Of course everyone is free to make their own lifestyle choices, but the impacts of animal agriculture are important considerations for any civilised society in the 21st century. Articles prompting thought and opinion from this community on relevant matters such as tax strategy should be welcomed with open minds.

Thanks (2)
boxfile
By spilly
13th Jan 2024 00:13

Generally, meat-eaters do not try to force vegans into becoming carnivores. So why do almost all vegans I encounter try to convert me to veganism?
And the compromise of becoming a vegetarian is not seen as acceptable either.
Just accept that we all like to eat differently - free choice for all!

Thanks (5)
Replying to spilly:
avatar
By Lesser Tax
13th Jan 2024 07:06

No problem, let’s accept that women shouldn’t vote or drive and that should smoke whilst pregnant. All things that happened when? Millions of years ago?

Change is an awful thing! As is education!

I’m glad we agree!

Thanks (1)
Replying to Lesser Tax:
boxfile
By spilly
13th Jan 2024 22:38

The difference is that women form 50% of the population and had suffered centuries of discrimination. I don’t believe that vegans are deprived of their right to vote etc, but nor do they form a significant part of the population yet, so not really any comparison there.
You come across as to some kind of ranting hellfire-and-brimstone preacher that is incapable of realising that people are quite capable of reaching their own conclusions.
I reiterate, each to their own, and remember, a little tolerance and kindness is always helpful.

Thanks (4)
Amy Chin
By Amy Chin
13th Jan 2024 11:24

Thanks all for reading my (risky) column. Just answering a few key points as I appreciate the willingness to debate rather than just write the article off as preachy vegan nonsense...

It is true that smaller animals are sadly often killed in crop production you are correct, but the majority of those crops are fed to livestock, not humans. If we fed humans directly from the land we would require far less land - vastly reducing deforestation - less crops and hence fewer small animals killed in the process. Close to 80% of the world's soy bean production is used for animal feed (not tofu munching vegans). We have 795 million people starving worldwide, but we feed 56 billion farm animals. Cutting out the middle man (beast) really should be a no brainer.

Going back to the question of smaller animals being worth less, I would throw that one back to the meat eaters who are happy to pay for cows, sheep and pigs to be slaughtered and abused in so many ways, but would be absolutely shocked and appalled at the idea of someone kicking a kitten or drowning a puppy. Why are some species more deserving of compassion than others?

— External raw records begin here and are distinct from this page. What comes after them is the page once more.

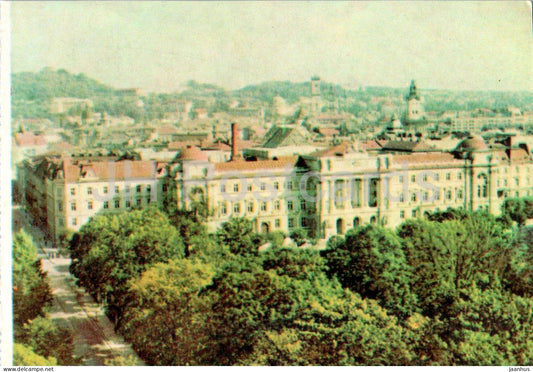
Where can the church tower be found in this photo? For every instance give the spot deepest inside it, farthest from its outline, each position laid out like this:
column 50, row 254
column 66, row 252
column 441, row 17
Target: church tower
column 415, row 110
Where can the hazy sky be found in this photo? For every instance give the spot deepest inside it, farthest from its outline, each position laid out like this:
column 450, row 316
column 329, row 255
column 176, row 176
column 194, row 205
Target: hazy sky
column 159, row 45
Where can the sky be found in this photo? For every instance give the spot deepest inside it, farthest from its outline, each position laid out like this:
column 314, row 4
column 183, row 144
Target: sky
column 158, row 46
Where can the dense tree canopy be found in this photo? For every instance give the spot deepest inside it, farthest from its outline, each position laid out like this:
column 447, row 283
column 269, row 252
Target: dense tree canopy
column 38, row 340
column 438, row 291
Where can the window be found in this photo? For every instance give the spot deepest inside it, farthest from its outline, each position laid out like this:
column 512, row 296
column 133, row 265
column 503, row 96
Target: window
column 291, row 223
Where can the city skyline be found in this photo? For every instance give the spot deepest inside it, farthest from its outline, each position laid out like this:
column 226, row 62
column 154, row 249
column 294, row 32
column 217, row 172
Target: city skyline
column 459, row 46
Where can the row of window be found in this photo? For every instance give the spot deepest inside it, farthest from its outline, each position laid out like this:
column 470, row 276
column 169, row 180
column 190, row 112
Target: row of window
column 105, row 189
column 262, row 186
column 116, row 203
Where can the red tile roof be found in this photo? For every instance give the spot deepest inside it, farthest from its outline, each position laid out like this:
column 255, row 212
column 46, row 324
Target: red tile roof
column 241, row 165
column 108, row 170
column 426, row 158
column 29, row 139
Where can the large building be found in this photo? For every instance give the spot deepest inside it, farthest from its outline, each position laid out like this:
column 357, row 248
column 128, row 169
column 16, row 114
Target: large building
column 62, row 193
column 333, row 190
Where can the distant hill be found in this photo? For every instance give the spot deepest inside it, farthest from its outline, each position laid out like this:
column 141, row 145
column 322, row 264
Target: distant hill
column 268, row 90
column 47, row 83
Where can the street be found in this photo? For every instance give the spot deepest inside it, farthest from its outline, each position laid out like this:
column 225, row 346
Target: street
column 73, row 309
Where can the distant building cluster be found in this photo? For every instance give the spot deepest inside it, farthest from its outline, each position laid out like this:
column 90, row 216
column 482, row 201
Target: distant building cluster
column 308, row 172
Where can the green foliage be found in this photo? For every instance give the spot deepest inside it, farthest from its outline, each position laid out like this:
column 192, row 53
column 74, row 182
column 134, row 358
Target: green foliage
column 518, row 210
column 519, row 275
column 276, row 238
column 166, row 298
column 47, row 83
column 111, row 249
column 431, row 293
column 25, row 356
column 299, row 235
column 370, row 261
column 121, row 361
column 31, row 287
column 237, row 234
column 451, row 255
column 42, row 335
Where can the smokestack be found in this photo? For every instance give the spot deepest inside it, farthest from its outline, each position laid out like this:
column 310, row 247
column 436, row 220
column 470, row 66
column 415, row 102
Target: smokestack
column 234, row 139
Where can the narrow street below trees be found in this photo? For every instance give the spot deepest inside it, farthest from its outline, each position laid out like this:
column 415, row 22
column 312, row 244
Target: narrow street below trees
column 94, row 338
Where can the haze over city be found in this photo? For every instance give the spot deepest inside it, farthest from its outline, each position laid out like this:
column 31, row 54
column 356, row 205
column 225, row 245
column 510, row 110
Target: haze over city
column 159, row 46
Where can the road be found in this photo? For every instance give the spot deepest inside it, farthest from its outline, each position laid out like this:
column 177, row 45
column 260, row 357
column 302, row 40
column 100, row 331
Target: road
column 94, row 338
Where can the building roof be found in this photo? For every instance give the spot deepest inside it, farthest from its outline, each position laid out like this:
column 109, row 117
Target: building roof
column 107, row 170
column 29, row 139
column 472, row 143
column 425, row 158
column 406, row 146
column 337, row 150
column 167, row 129
column 242, row 165
column 192, row 153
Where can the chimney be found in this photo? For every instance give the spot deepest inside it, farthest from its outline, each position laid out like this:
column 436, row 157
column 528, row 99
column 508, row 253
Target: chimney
column 234, row 139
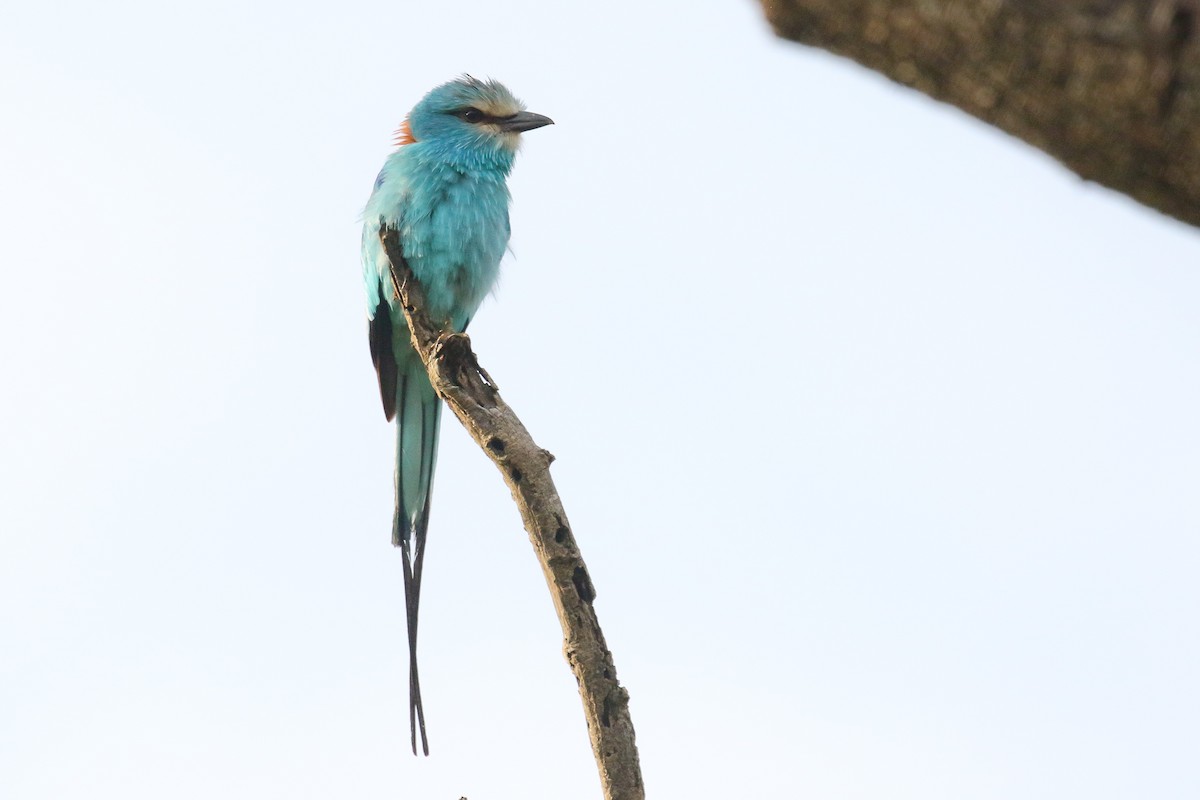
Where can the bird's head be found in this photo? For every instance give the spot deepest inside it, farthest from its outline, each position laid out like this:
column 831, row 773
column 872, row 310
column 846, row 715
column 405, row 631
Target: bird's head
column 471, row 115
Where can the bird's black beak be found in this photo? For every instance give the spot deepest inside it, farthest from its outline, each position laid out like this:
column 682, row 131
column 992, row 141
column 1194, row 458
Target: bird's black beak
column 523, row 121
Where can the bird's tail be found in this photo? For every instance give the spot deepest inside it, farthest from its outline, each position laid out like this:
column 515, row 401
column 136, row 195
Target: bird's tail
column 419, row 414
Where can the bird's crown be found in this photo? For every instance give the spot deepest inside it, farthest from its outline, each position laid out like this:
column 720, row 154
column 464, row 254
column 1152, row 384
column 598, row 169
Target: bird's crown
column 468, row 113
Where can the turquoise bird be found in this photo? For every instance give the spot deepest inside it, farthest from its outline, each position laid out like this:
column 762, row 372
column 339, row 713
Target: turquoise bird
column 444, row 191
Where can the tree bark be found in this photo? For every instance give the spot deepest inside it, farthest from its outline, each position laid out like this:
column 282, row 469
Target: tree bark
column 1110, row 88
column 473, row 397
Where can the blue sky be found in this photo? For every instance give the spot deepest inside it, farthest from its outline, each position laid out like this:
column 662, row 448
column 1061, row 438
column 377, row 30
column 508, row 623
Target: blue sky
column 876, row 427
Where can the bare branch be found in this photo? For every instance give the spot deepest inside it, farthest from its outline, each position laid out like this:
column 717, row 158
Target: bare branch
column 473, row 397
column 1110, row 88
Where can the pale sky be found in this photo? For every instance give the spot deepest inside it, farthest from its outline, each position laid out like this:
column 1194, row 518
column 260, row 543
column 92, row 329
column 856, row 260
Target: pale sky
column 877, row 428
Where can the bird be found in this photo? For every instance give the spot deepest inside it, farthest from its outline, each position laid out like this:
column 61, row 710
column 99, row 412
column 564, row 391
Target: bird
column 444, row 190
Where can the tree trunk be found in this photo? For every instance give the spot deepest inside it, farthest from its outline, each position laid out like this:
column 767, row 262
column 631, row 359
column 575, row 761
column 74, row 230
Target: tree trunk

Cow-calf dairies, they sound great. But they are not scalable and nor are they necessary. We are the only species who drinks milk past infancy, let alone the milk of another species, and its simply not needed. Why do you think so many people are lactose intolerant? Our bodies are not designed to process cow's milk, because we're not baby cows.

I grew and raised three children, all on a vegan diet, including a twin pregnancy, with the consent of a very helpful NHS nutritionist who had absolutely no qualms about my decision. I and my kids do not suffer from anemia, or any other deficiencies. And they are certainly by no means lacking in energy... Veganism is not just an acceptable alternative to an omnivorous diet it is healthier - watch the Netflix documentary referenced in the article for more info.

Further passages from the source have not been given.